When traditional manure management techniques proved cost prohibitive, Fluit
began asking for suggestions. As a result his feedlot is one of six sites in Iowa to
use alternative technologies for runoff management. The feedlot was one of two
sites toured last week during an alternative technology field day held by Iowa
State University Extension.
The manure management system, designed by Stewart Melvin of Curry-Wille &
Associates of Ames, includes a vegetative infiltration area. Feedlot runoff is
concentrated toward a screen, two wooden grates several feet high and about a
dozen feet wide, where most solids are removed and remain on the lot.
Water then flows into more than an acre of vegetative infiltration area, seeded
with reed canary grass, brome and oats.
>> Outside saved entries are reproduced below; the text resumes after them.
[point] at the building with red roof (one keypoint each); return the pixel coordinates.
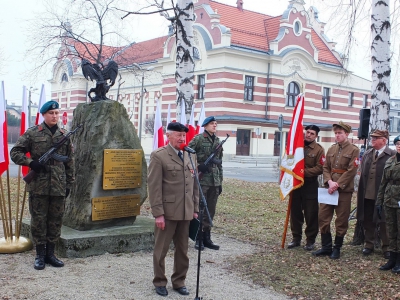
(249, 68)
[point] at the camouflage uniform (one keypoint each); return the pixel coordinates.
(388, 196)
(211, 181)
(48, 189)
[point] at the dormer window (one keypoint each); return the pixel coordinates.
(297, 27)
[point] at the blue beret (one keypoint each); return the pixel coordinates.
(176, 126)
(49, 105)
(208, 120)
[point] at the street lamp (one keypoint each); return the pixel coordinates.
(141, 98)
(31, 89)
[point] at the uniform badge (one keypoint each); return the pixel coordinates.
(356, 162)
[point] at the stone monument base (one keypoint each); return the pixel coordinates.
(75, 243)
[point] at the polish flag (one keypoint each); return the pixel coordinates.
(4, 159)
(39, 117)
(292, 165)
(168, 121)
(24, 123)
(202, 117)
(192, 130)
(158, 134)
(183, 113)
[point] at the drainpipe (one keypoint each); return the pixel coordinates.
(267, 94)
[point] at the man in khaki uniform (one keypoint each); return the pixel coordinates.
(339, 171)
(373, 162)
(174, 200)
(305, 199)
Four feet under the grass is five-inch tile
placed 15 foot on center that drains to a manhole. When water fills the manhole
to a certain level it is pumped to the top of a vegetative treatment area.
The system is designed to withstand more than six inches of rain at one time,
and Fluit said it is a more foolproof system because of the several stages it
contains.
Melvin said the design is fitted to Fluit's feedlot and each feedlot that may use the
same technology in the coming years will be designed differently.
"We needed to design a system that took advantage of the permeable soil
around here and would not have a catch basin where effluents would sit for a
long period of time," Melvin said.
He said 75 percent to 80 percent of nitrogen is removed from runoff before it
enters the tile and that water is pumped to the top of the hill where it is again
filtered as it runs down the hill.
The grasses of both vegetative infiltration areas are cropped several times a
year, which removes nutrients.
Because the system is experimental, experts are not certain how long it will take
for the top layer of the vegetative infiltration area to become saturated with
nutrients, but Melvin said the area might have to be maintained every five years
when the top layer of dirt would be removed and replaced with topsoil.